Kagum. Begitu gambaran paling singkat untuk memahami segala ketertarikan dengan sesuatu. Kita yang melongo dengan keindahan gedung-gedung di kota-kota besar dunia. Tercengang dengan panorama alam yang
menakjubkan, yang tersaji lewat National Geography chanel di televisi, dan mengelus berkali-kali photo keindahan macu picu atau everest di majalah. Dengan teknologi informatika yang semakin hari semakin memanjakan jemari. Hanya dengan torehan ujung jari, dunia bisa dijelajahi. Kite terpesona dengan segala kemajuan jaman yang semakin membuat iri.
Demikian pun dengan ketertarikan kita terhadap orang lain. Perasaan kagum mencuat terlebih dahulu dalam benak. Kenapa ada cinta pada pandangan pertama? Saya bahkan tidak percaya dengan hal itu. Pesona dan kekaguman, sering diartikan sebagai cinta. Kita kagum dengan kecantikan dan ketampanan seseorang, atau terpesona dengan kemolekan dan kegagahan seseorang. Apakah itu cinta? Saya fikir bukan. Cinta ada lebih tinggi, jauh lebih tinggi derajatnya dari hanya sekedar kekaguman dan keterpesonaan.
Kita sering kali tersesat pada kenyataan bahwa, sayang dan cinta jauh tersembunyi dalam hati kita. Entah apa masih bisa menggelegak keluar dengan benar, atau terpaksa. Bahkan mungkin selamanya terkubur oleh ketidakberanian mengungkap perasaan itu. Dalam perjalanan kedewasaan tiap-tiap orang, ungkapan itu bisa bermacam-macam caranya. Bunga mawar, cokelat, puisi, perhiasan, property, bahkan mungkin bagian dari diri sendiri. Pengungkapan itu, terkadang samar seperti tidak pernah terjadi apa-apa. Hanya simbol-simbol dan kiasan-kiasan yanng terkadang bahkan tak mudah ditangkap oleh perasaan yang kurang peka. Meskipun seringkali, pun sebaliknya. Pengungkapan itu seperti bombardir mesiu pada daerah perang. Gencar dan menuju langsung ke sasaran.
Romantisme seseorang, kemudian dipertaruhkan.
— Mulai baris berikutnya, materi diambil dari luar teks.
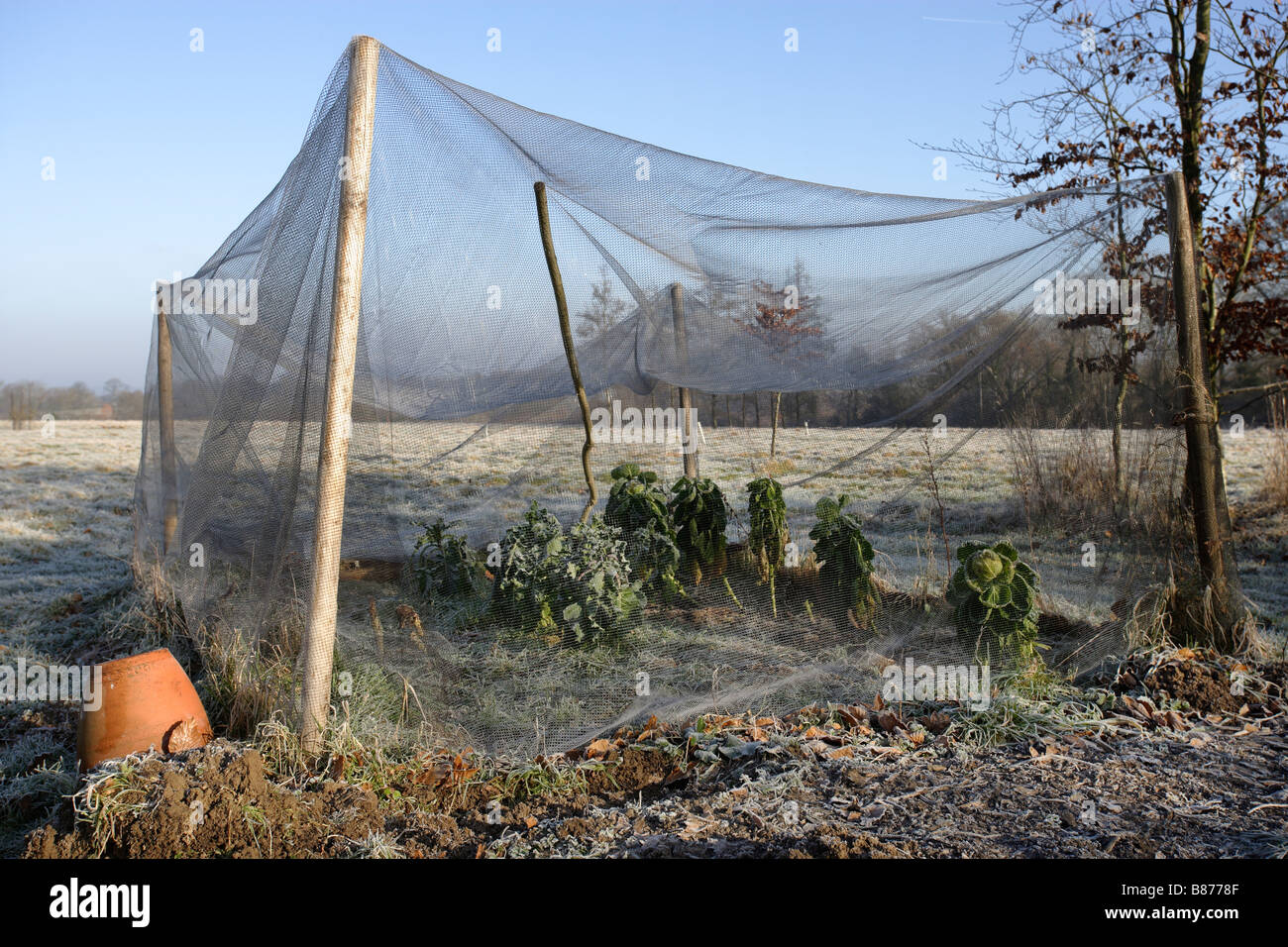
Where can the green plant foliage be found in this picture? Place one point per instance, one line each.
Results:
(443, 564)
(638, 506)
(845, 557)
(995, 596)
(767, 534)
(635, 499)
(699, 515)
(523, 591)
(596, 595)
(574, 586)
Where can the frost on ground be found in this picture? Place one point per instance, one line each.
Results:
(1197, 788)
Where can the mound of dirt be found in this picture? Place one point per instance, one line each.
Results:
(1205, 688)
(214, 801)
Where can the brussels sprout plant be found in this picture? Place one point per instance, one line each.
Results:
(699, 515)
(638, 506)
(767, 534)
(995, 594)
(845, 558)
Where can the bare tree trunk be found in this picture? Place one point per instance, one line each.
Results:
(1216, 626)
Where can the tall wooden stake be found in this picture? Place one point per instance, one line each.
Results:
(682, 350)
(165, 415)
(318, 650)
(570, 351)
(1205, 487)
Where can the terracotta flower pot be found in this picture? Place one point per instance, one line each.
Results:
(147, 701)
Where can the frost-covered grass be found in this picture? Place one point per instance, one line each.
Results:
(65, 523)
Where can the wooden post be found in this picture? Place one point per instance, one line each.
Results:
(570, 350)
(1205, 487)
(165, 415)
(318, 648)
(682, 350)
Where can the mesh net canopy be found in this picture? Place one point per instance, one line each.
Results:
(928, 360)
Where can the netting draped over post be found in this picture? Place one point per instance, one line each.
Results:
(903, 351)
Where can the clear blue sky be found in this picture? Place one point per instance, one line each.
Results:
(160, 153)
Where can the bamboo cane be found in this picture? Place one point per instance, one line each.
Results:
(165, 416)
(570, 351)
(682, 350)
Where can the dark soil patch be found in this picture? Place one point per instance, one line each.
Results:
(1198, 684)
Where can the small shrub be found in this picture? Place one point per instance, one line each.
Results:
(638, 506)
(767, 534)
(443, 562)
(575, 587)
(635, 500)
(767, 517)
(845, 556)
(596, 595)
(524, 587)
(699, 515)
(995, 595)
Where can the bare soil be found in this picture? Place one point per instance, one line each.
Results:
(1167, 780)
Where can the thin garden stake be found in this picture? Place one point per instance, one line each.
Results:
(566, 330)
(682, 350)
(165, 416)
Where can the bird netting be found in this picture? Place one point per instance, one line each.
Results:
(903, 416)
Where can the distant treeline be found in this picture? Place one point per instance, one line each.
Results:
(26, 402)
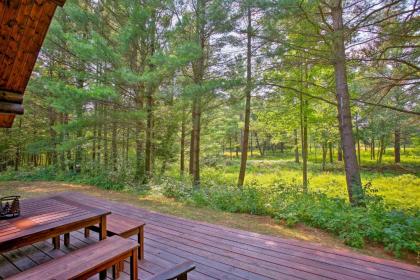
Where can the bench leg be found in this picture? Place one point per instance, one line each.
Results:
(133, 266)
(102, 236)
(115, 271)
(141, 242)
(87, 233)
(56, 242)
(67, 239)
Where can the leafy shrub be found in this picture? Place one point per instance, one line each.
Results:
(398, 231)
(103, 180)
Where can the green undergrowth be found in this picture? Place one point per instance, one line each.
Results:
(103, 180)
(382, 221)
(398, 231)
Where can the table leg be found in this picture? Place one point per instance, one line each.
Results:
(102, 236)
(102, 228)
(87, 233)
(67, 239)
(141, 242)
(56, 242)
(133, 265)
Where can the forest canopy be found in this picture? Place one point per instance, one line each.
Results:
(201, 94)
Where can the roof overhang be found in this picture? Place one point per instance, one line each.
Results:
(23, 27)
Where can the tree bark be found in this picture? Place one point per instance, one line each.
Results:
(114, 151)
(358, 139)
(324, 155)
(339, 152)
(353, 180)
(304, 136)
(397, 145)
(331, 152)
(182, 152)
(296, 146)
(248, 89)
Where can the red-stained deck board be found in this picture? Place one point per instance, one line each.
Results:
(220, 252)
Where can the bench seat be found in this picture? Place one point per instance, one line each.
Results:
(86, 262)
(178, 272)
(124, 227)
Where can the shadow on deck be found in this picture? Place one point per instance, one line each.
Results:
(219, 252)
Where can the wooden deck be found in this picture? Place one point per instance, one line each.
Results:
(220, 252)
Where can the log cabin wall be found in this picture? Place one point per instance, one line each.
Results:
(23, 26)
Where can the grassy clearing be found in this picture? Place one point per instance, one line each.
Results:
(159, 203)
(399, 185)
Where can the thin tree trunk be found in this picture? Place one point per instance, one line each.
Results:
(149, 131)
(244, 154)
(230, 148)
(381, 149)
(258, 144)
(182, 156)
(397, 145)
(114, 151)
(304, 136)
(331, 152)
(358, 138)
(296, 146)
(354, 184)
(339, 152)
(324, 155)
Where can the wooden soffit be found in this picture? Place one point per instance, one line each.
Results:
(23, 26)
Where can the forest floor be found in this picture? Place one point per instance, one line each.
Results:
(398, 184)
(161, 204)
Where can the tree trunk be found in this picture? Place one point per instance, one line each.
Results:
(251, 147)
(149, 131)
(182, 156)
(139, 174)
(331, 152)
(358, 139)
(324, 155)
(339, 152)
(304, 136)
(296, 146)
(248, 89)
(373, 148)
(230, 148)
(354, 184)
(397, 145)
(258, 145)
(381, 149)
(114, 152)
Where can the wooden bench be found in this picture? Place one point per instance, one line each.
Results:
(124, 227)
(115, 225)
(178, 272)
(86, 262)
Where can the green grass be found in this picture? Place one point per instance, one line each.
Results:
(399, 185)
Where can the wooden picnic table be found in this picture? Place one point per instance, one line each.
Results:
(49, 217)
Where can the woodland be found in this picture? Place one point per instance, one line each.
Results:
(305, 111)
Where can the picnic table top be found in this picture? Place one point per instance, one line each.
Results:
(42, 217)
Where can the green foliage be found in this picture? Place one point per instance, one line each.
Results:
(398, 231)
(102, 180)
Dia menjadi tidak romantis ketika pengungkapan itu hambar, meskipun dalam hati memang berterus terang tulus. Dan kesulitan dalam pengungkapan basa basi. Dan menjadi sangat romantis, ketika pengungkapan itu kemudian diawali candle light dinner, lalu bunga mawar, kemudian cium kening dikeheningan. Romantisme gaya barat yang sering dibilang modern.
Itukah awal hubungan yang serius? Pengungkapan, romantisme dan sebagainya itu? Jika memang ia, saya akan menjadi orang yang jauh sekali dengan hubungan pada tingkatan serius itu. Meski bisa berpuisi, saya tak pernah merayu seorang gadis dengan puisi. Meski tahu dimana membeli mawar terbaik, saya tak pernah tiba-tiba memberikan mawar kepada seseorang. Saya menganggap itu sebagai romantisme orang lain, bukan romantisme dalam kehidupan saya.
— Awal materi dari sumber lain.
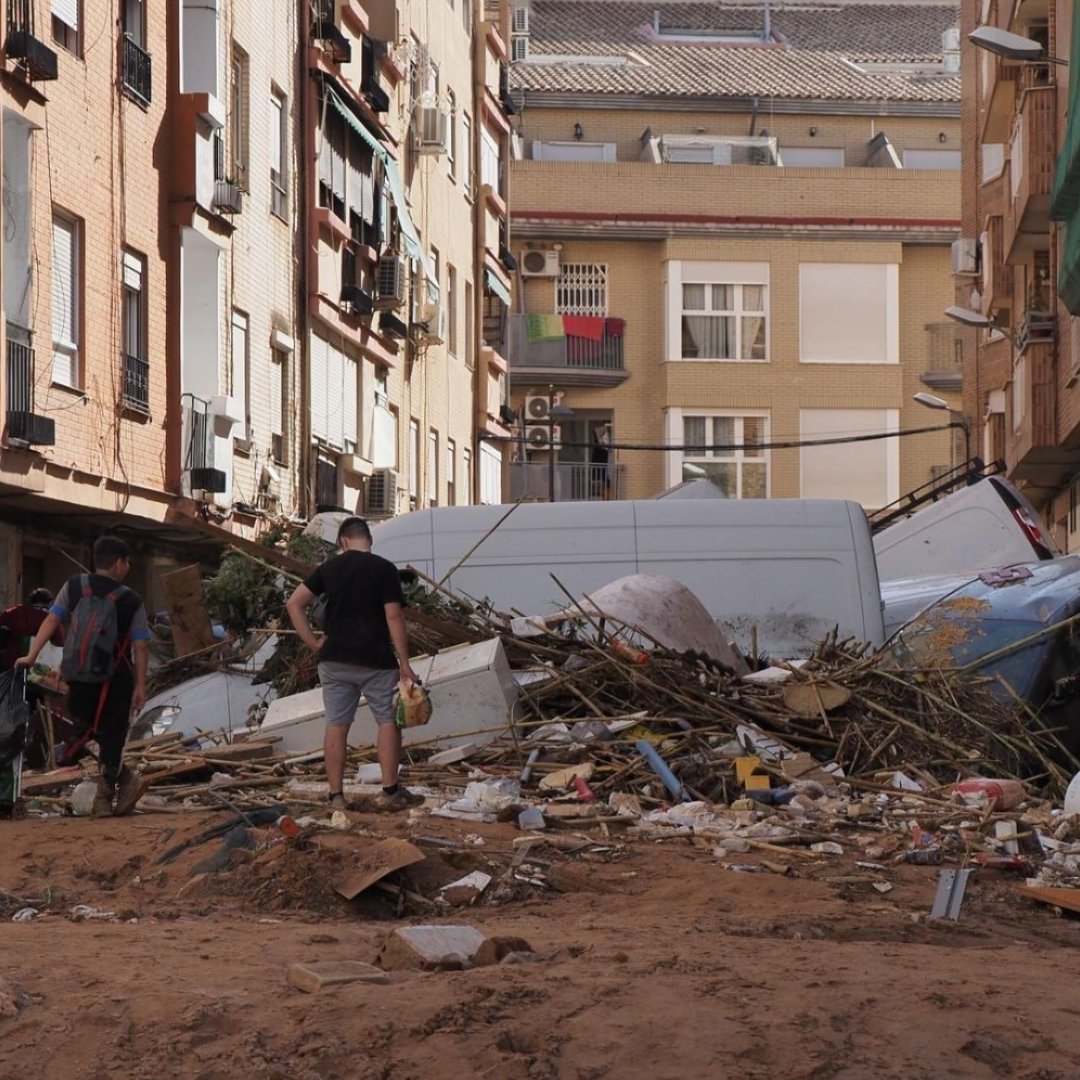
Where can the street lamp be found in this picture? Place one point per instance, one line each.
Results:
(957, 418)
(555, 409)
(1011, 46)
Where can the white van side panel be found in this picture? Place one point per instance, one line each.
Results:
(783, 572)
(584, 544)
(970, 529)
(790, 568)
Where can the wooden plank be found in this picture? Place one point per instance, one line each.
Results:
(1068, 899)
(187, 613)
(46, 783)
(375, 862)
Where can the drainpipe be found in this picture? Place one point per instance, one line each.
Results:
(305, 495)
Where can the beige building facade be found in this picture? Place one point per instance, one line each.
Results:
(737, 274)
(255, 265)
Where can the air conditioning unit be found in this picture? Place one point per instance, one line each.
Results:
(433, 328)
(423, 307)
(432, 130)
(966, 256)
(538, 406)
(537, 264)
(380, 494)
(540, 436)
(390, 282)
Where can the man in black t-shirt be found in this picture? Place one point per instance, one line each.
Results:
(100, 710)
(365, 651)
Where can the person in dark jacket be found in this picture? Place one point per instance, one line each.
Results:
(365, 651)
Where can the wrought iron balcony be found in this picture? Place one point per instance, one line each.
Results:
(136, 69)
(21, 44)
(24, 424)
(583, 351)
(569, 482)
(137, 383)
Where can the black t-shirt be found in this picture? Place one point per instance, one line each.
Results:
(358, 584)
(131, 617)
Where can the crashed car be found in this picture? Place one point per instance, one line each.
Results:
(1011, 626)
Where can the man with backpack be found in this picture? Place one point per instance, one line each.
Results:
(105, 663)
(365, 651)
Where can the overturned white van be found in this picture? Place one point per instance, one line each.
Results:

Mantan pacar saya, memutuskan hubungan dengan saya lewat email. Penuh kata-kata yang seolah-olah dibuat halus dan tak ingin menyakiti. Berulang-ulang menyalahkan dirinya sendiri, tapi itu juga bukan romantisme dalam pandangan mata saya.
Pada kesimpulan saya, sebuah hubungan itu bermula dari kekaguman untuk mencintai. Kagum terhadap perasaan yang tiba-tiba berubah menjadi debar ketika bertemu, menjadi gelisah ketika berjauhan. Kemudian perasaan kagum itu bertransformasi untuk menerima. Menerima segala hal tentang hubungan itu. Membiarkan yang sudah ada sebelumnya, menciptakan sebisa mungkin yang belum terjadi. Jika kita berupaya hidup dengan orang yang sama persis dengan kita, apa bedanya dengan hidup sendirian dan bercermin. Tak ada yang berbeda dalam pantulan cermin.
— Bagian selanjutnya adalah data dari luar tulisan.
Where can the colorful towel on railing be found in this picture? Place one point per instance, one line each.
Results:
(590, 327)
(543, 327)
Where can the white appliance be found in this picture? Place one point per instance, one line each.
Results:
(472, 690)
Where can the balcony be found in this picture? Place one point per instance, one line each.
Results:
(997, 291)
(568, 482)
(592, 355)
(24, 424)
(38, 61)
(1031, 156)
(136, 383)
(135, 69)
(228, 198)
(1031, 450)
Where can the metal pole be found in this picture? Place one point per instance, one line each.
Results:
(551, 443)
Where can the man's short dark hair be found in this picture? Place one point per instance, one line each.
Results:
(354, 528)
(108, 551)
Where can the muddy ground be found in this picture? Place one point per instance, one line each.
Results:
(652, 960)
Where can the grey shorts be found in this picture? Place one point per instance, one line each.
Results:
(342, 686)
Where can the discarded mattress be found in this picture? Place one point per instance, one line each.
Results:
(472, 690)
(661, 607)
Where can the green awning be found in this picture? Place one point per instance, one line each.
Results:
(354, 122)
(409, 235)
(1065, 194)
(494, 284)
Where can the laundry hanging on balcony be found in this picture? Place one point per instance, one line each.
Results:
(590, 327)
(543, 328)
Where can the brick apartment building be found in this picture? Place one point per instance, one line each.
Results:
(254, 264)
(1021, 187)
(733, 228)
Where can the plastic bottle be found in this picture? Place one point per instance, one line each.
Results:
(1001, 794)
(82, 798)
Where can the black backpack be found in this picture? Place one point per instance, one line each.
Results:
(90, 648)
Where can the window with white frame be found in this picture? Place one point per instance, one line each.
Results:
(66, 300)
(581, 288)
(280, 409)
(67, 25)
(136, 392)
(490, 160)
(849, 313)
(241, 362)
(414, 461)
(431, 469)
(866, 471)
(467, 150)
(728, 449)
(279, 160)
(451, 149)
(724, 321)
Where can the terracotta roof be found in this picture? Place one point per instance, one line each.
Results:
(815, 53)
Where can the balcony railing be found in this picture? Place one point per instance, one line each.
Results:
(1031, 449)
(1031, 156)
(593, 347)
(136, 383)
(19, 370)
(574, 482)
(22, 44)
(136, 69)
Penerimaan itu, kemudian menjadi awal dari keinginan memberi. Mempersembahkan yang terbaik. Pengakuan, perlindungan dan bahkan lebih jauh lagi, kenyamanan. Itu adalah cinta dan sayang dalam konteks saya. Dan saat ini, saya merasakan itu semua menggelegak dalam ruang batin yang meluber didinding emosi. Hampir membobol tembok rasio, sehingga ia begitu kalap dan tak pernah berhitung. Meski pada kenyataanya. hitungan nya jelas dan tepat.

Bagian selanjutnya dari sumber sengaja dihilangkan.